Lee also told MLS executives about “unfair service agreements,” which are long-term listing agreements enforceable by lien in exchange for cash. They are also known as Non-Title Record Agreements for Personal Service (NTRAPS).
Florida-based MV Realty is the most well-known brokerage that offers such agreements. In the face of lawsuits by attorneys general in Florida, Pennsylvania, Massachusetts and Ohio, and most recently, North Carolina, MV Realty announced in February that it had “paused entering into any new agreements in all states.”
Lee noted that the American Land Title Association (ALTA) had created model legislation against such agreements and suggested that MLSs or associations interested in taking any lobbying action around the issue consider ALTA’s model legislation.
Still, Lee said MLS executives should avoid making any remarks about the business model or practices of any member or other broker or agent and that, if they receive a complaint that doesn’t have to do with MLS policy or the Realtor Code of Ethics, they refer the complainant to their state’s consumer protection agency, attorney general’s office or real estate commission.

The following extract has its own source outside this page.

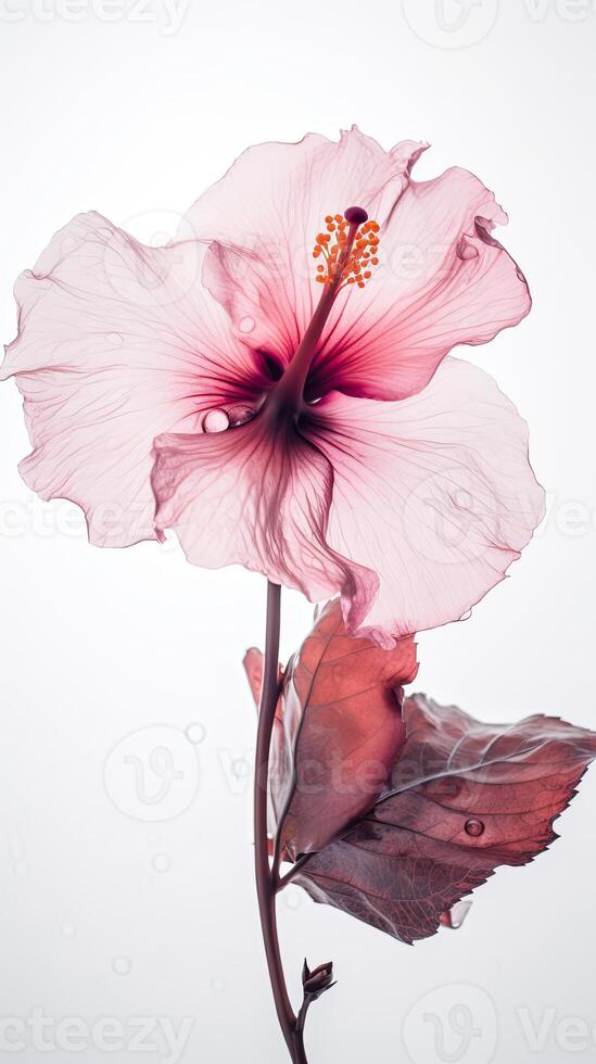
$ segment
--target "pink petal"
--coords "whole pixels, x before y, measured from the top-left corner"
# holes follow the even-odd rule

Lastly, at a Risk Management Issues Committee meeting, Lee stressed that agents cannot count on a “standard” commission rate and that they will have to negotiate their compensation with their clients and listing brokers.
“It’s important to articulate your value proposition so that they understand why it is that you are worth what it is that you’re getting paid because all of those things provide great value,” he said.
“It should be discussed before showing the property,” he added.